Stressed Out Cop said...


I think you have made a good point about reaching the crisis point. Recognising "team fatigue" is important for managers and easing off is better in the long run.

I didn't like it when the "D" word was put on me, even though medically I was, I just felt over stressed. Flashing red and beyond is not a good place to be.


I'm not sure if some people have a low tolerence for stress or if like a sponge some in time just get saturated. I know at one time I used to soak it up - unfortunately it comes out in negative ways, which doesn't always look good for the individual or employer.

Senior managers are under stress themselves to hit targets and pass it on their teams, so perhaps the targets are the problem.

Enjoy the sun today - it's lovely ..I'm working on my day off again.

Dandelion said...

It's both, SoC.

There are variations in stress tolerance between individuals, and there can also be variations over time for each individual.

Belittling work-related stress as "skiving" shows a lack of understanding, and also a certain amount of aggression towards people who either have a low constitutional tolerance through no fault of their own, or who work in stressful environments and are treated as automatons by their employers (eg the target-setters).

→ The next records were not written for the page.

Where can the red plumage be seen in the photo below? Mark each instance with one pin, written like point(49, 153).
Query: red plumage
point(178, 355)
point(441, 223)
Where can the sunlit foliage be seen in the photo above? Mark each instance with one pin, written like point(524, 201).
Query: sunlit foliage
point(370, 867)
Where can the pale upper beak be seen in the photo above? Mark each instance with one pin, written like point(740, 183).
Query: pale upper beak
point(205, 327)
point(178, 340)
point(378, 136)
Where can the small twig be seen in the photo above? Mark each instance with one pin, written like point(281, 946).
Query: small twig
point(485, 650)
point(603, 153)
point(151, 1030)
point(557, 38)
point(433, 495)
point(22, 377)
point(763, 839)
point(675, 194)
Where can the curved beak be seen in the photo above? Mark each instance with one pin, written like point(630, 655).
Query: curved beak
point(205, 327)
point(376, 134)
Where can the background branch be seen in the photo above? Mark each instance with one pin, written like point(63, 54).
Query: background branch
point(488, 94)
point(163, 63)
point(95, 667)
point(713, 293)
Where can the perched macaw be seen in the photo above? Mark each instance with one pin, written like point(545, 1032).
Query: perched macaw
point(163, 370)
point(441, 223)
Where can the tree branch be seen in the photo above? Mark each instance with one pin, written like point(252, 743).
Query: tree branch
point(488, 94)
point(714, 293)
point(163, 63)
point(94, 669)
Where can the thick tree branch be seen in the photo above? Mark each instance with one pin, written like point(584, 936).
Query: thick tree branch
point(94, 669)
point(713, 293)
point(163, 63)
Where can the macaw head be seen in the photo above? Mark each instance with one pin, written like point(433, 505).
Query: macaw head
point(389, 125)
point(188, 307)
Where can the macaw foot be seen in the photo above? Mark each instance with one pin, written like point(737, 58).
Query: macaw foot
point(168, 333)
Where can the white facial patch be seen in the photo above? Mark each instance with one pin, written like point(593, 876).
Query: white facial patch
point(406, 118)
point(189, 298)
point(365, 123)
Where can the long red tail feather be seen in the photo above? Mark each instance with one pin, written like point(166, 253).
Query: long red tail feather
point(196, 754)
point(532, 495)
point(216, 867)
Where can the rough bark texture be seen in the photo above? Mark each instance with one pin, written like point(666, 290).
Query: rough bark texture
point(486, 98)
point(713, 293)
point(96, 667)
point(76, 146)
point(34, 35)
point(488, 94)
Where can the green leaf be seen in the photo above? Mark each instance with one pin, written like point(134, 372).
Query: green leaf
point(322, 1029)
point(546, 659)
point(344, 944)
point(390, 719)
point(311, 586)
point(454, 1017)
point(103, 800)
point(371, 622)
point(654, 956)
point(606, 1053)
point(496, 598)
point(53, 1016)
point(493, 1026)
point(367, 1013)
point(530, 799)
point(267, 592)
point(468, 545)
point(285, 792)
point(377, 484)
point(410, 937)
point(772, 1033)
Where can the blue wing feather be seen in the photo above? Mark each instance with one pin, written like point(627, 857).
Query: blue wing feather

A.N.Wilson has always been a tw*t. But if you will read the Mail, that's what you get. You could always try reading a more sensible paper.

MarkUK said...

SoC, it's not just teams, but their individual members that can hit a crisis (as I'm sure you are aware).

Managers can do themselves no end of good if they can spot stress and nip it in the bud. Unfortunately, as you point out, managers themselves are often under stress and it clouds their judgement.

Organisations should be aware how having someone go through moderate or severe stress, too often ending in depression, brings them into breach of statutory duty.

Putting someone off work with stress is a breach of the Health & Safety at Work Etc Act 1974. A person with depression is covered under the Disability Discrimination Acts 1995 and 2005, requiring the employer to make "reasonable adjustment" for such a condition.

I agree with Weed that individuals vary as to how much pressure they can take before they become stressed. Not only does it vary between individuals but it can vary over time with the same individual.

I'm now a Health & Safety Officer, so guess what one of my priorities is for the workforce (once I've stopped them amputating bits of themselves, cutting themselves and getting hold of hot objects).

An ex-colleague of mine wrote a very interesting book on some of the psycho-social aspects of stress, called Stop Paddling/Start Sailing. It's available on amazon

I don't agree with some of Roger's ideas but there is some distilled common sense in his basic argument.

Dandelion said...

Umm, yeah. Occupational stress (causes and effects) is actually a pretty big bit of occupational psychology. Never mind Roger whatsisname, there's a whole empirical literature out there for the Googling.